Trinity physicist Prof Stefano Sanvito has been awarded with a Knighthood of the Italian State in a ceremony hosted by Provost Patrick Prendergast.
The event was attended by the Italian Ambassador to Ireland, His Excellency Giovanni Adorni Bracessi. Sanvito was to be conferred with the title of “cavaliere”, a decoration awarded by the Italian state to those who are adjudged to have excelled in their discipline.
Prendergast spoke at length on Sanvito’s contribution to college life since his appointment as a contract lecturer in physics in 2002: “We are so proud of him, he is one of the luminaries of this university.”
As Dean of Graduate Studies, Sanvito served under Prendergast on the Graduate Studies Committee for much of the last decade.
Sanvito was appointed Chair of the Condensed Matter Theory and later became director of Centre for Research on Adaptive Nanostructures and Nanodevices (CRANN) where he led the study of nanoscience in what has become one of the leading research centres in the country.
Prendergast acknowledged that it was unusual for the Cavaliere dell’ Ordine della Stella d’Italia, or Knight of the Order of the Star of Italy, to be awarded to a scientist and that “in this respect Stefano is a mould-breaker”.
“I don’t think it’s surprising, given such spectacular results in such a ground-breaking field as nanoscience, that the Italian government was moved to honour him and his work”, Prendergast added.
Since 2002, Sanvito has helped to attract over €60 million in research funding to the College.
Sanvito was also appointed a fellow of the university in 2006 and, according to Prendergast, Sanvito “has played a central role in the governance of the university ever since”.
During the address, Prendergast noted the ties that Sanvito has helped to create between Ireland and Italy during his time spent in the university through ventures such as CRANN.

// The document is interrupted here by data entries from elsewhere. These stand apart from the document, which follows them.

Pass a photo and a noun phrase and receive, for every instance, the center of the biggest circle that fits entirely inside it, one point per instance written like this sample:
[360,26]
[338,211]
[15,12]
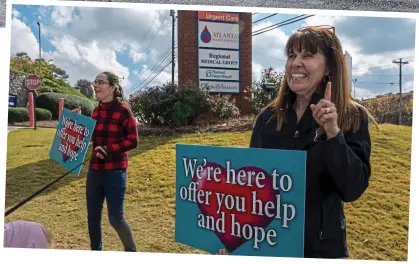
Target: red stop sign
[32,82]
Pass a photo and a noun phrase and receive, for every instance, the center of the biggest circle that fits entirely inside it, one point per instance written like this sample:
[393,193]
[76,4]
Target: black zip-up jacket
[337,171]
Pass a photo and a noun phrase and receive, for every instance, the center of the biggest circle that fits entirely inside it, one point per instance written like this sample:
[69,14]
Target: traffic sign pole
[33,82]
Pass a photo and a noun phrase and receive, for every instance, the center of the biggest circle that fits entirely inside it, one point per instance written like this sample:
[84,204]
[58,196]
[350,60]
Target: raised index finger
[328,92]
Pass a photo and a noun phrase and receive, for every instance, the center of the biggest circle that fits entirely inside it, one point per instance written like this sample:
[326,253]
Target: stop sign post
[33,82]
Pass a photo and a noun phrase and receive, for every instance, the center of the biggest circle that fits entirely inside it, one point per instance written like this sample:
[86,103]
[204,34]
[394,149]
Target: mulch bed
[213,126]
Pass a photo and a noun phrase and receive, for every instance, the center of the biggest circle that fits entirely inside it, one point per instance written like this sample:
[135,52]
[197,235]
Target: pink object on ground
[24,234]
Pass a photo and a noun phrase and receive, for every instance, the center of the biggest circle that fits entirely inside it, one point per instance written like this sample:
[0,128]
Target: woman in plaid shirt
[115,134]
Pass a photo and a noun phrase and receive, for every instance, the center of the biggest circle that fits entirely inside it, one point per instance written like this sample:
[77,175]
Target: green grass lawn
[377,223]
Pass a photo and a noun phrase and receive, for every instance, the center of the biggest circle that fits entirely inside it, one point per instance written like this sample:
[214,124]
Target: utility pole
[354,80]
[40,72]
[172,14]
[401,63]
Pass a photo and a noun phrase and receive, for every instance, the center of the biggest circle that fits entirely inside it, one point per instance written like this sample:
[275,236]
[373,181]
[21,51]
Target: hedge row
[50,101]
[21,114]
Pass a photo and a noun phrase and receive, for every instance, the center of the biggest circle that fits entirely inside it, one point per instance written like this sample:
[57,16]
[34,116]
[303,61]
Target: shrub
[260,97]
[18,114]
[224,106]
[169,105]
[42,114]
[50,102]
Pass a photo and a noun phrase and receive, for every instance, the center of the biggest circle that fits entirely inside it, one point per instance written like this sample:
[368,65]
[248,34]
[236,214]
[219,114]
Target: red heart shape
[265,195]
[68,131]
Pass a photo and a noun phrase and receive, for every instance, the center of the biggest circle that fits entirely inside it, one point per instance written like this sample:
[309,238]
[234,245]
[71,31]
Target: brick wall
[187,54]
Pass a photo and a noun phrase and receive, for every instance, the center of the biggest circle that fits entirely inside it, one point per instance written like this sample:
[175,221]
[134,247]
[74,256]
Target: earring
[326,79]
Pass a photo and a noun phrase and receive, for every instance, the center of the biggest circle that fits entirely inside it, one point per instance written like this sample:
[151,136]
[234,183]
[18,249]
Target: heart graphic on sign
[66,141]
[265,195]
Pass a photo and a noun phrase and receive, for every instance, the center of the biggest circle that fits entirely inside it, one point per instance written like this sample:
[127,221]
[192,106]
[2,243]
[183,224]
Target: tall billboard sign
[219,52]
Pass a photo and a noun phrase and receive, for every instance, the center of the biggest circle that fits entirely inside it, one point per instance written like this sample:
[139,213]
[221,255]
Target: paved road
[369,5]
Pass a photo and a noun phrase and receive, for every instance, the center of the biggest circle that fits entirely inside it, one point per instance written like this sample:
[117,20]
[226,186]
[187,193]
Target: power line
[157,73]
[155,34]
[154,68]
[280,24]
[264,18]
[270,56]
[151,75]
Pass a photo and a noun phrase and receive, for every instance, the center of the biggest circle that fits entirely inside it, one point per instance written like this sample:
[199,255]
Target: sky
[130,42]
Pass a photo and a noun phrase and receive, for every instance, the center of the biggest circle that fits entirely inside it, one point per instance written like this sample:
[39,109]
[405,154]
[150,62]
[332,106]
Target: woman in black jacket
[314,112]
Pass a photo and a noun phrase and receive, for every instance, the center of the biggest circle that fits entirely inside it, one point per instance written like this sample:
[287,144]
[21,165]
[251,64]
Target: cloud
[62,15]
[15,13]
[22,39]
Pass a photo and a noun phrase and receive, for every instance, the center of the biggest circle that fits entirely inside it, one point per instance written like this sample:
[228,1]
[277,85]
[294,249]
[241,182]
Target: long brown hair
[118,93]
[323,40]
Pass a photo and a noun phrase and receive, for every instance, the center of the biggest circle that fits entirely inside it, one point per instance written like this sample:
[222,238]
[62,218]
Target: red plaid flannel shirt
[116,129]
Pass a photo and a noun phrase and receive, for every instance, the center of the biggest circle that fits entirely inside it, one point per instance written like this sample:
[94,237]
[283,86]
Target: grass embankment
[377,223]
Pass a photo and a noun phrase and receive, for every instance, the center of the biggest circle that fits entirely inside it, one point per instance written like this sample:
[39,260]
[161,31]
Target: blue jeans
[110,185]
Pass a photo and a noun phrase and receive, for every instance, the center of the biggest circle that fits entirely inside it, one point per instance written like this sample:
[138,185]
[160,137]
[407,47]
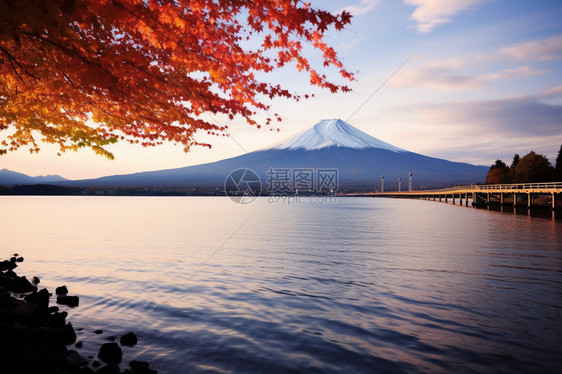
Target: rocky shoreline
[36,337]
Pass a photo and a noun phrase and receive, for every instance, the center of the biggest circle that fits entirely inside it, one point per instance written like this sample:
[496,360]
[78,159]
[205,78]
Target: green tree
[533,168]
[499,173]
[559,165]
[514,163]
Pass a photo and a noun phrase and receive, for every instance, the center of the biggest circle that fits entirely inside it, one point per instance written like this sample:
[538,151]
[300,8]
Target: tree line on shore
[531,168]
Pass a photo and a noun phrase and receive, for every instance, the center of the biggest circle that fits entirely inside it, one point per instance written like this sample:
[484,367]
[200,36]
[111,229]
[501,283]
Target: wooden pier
[530,195]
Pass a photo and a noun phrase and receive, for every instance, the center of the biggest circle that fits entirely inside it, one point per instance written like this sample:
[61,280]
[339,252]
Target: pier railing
[514,187]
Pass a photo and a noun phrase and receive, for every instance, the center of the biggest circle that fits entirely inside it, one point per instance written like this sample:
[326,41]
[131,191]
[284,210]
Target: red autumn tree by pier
[87,73]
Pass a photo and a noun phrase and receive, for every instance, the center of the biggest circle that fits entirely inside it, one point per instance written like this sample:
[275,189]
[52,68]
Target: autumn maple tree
[87,73]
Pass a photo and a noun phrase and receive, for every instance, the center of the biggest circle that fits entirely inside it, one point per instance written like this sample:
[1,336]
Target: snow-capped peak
[333,132]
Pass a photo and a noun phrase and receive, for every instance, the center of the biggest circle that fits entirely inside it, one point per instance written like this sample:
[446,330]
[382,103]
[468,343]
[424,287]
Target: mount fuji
[331,144]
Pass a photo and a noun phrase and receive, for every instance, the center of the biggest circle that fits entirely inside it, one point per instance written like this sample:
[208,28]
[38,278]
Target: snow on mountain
[330,133]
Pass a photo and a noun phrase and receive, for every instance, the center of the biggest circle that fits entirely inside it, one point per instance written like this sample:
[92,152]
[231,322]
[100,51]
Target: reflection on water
[365,285]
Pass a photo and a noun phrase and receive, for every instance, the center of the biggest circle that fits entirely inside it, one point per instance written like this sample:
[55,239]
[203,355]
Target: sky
[464,80]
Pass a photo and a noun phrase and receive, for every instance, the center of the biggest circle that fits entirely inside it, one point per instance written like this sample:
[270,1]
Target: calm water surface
[360,286]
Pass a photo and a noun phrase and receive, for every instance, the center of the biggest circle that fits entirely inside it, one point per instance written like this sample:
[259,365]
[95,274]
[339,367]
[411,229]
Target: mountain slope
[10,178]
[333,133]
[333,144]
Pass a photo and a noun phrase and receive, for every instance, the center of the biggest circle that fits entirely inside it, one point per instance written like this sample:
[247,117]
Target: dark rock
[10,274]
[71,301]
[41,298]
[7,265]
[109,369]
[144,371]
[110,353]
[129,339]
[62,290]
[75,359]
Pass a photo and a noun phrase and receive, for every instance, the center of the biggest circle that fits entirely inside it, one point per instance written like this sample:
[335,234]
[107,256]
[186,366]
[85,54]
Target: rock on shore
[34,337]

“Italy is very well represented in CRANN. They are all, like Stefano, building brilliant careers here in Trinity, and I’m delighted to say that our relationship with Italy and with Italian universities will be secured into the future.”
The award is typically given to Italians abroad or foreigners who have promoted friendly relations and cooperation between Italy and other countries, promoting ties with Italy.
Prendergast concluded by thanking the Italian government in choosing to recognise Sanvito. Expressing pride and gratitude in his colleague, he thanked Italy for giving Ireland “Stefano’s talent, skill and dedication”.